The logo of Tate and Lyle is pictured in east London
The logo of Tate and Lyle is pictured in east London September 25, 2009.

Shares in Tate & Lyle were down on the FTSE 250 after the company reported a drop in pre-tax profits of seven per cent in the full year ended 31 March.

The group said that its pre-tax profit dropped from £247 million in the previous year to £229 million, while sales were down marginally from £3.55 billion to £3.50 billion.

Tate & Lyle said its free cash flow had risen from £154 million to £540 million, while net debt declined from £1.2 billion to £814 million.

The group said it would be holding its dividend at 22.9 pence per share and added that it expected to make "progress" throughout the new financial year.

Javed Ahmed, Chief Executive of Tate & Lyle, said, "Tate & Lyle delivered a solid performance in the face of challenging conditions in a number of our markets. In particular, our core value added food ingredients delivered a strong result, reflecting steady demand and firmer pricing. I am also pleased that, through resolute focus on the financial priorities we set ourselves at the beginning of the year, we have significantly strengthened the Group's balance sheet.

"I am announcing today that we are refocusing our strategy, with our Speciality Food Ingredients business being the key focus of investment and long-term growth, as well as making a number of important changes to the Group's organisation.
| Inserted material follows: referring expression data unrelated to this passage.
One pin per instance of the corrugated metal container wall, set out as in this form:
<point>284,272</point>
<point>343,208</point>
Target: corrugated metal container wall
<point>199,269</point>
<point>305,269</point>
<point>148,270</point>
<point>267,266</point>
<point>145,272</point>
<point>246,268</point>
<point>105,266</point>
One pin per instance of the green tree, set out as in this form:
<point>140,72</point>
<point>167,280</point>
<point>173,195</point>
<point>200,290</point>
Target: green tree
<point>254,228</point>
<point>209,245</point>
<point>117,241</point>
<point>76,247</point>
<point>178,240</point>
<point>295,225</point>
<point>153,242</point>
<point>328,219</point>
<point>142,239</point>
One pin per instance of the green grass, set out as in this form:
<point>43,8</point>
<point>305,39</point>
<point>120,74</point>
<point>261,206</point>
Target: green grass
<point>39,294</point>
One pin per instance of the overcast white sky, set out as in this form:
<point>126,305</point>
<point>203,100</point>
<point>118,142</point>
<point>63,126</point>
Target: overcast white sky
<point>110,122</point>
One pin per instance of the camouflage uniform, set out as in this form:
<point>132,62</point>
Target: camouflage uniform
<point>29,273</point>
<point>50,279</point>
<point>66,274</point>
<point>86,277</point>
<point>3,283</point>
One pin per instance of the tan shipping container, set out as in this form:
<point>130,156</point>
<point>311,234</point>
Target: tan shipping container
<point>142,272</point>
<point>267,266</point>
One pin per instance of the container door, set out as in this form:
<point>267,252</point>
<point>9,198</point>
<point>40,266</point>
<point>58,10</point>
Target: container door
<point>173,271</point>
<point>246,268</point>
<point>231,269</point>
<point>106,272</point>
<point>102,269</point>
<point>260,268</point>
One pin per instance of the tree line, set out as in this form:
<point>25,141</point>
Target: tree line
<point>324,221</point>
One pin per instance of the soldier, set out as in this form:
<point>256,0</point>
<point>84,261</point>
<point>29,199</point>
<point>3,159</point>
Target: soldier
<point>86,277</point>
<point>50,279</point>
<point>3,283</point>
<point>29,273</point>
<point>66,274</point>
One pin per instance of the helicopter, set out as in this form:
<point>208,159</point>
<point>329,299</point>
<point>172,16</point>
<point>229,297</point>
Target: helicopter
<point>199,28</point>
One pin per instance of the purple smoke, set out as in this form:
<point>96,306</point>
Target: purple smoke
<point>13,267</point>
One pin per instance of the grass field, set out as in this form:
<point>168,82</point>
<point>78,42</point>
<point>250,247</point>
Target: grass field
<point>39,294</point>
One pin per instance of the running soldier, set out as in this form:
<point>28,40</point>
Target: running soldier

Through these changes, and a strong focus on operational excellence and execution, we will build the platform to deliver sustainable long-term growth.

"Applying this new strategic focus and our new capital expenditure discipline has led us to conclude that we are highly unlikely to complete or commission the Fort Dodge, Iowa plant in the foreseeable future. As a consequence, we are taking a significant exceptional charge to deal with this legacy issue."

By 10:11 shares in Tate & Lyle were down 1.32 per cent on the FTSE 250 to 419.00 pence per share.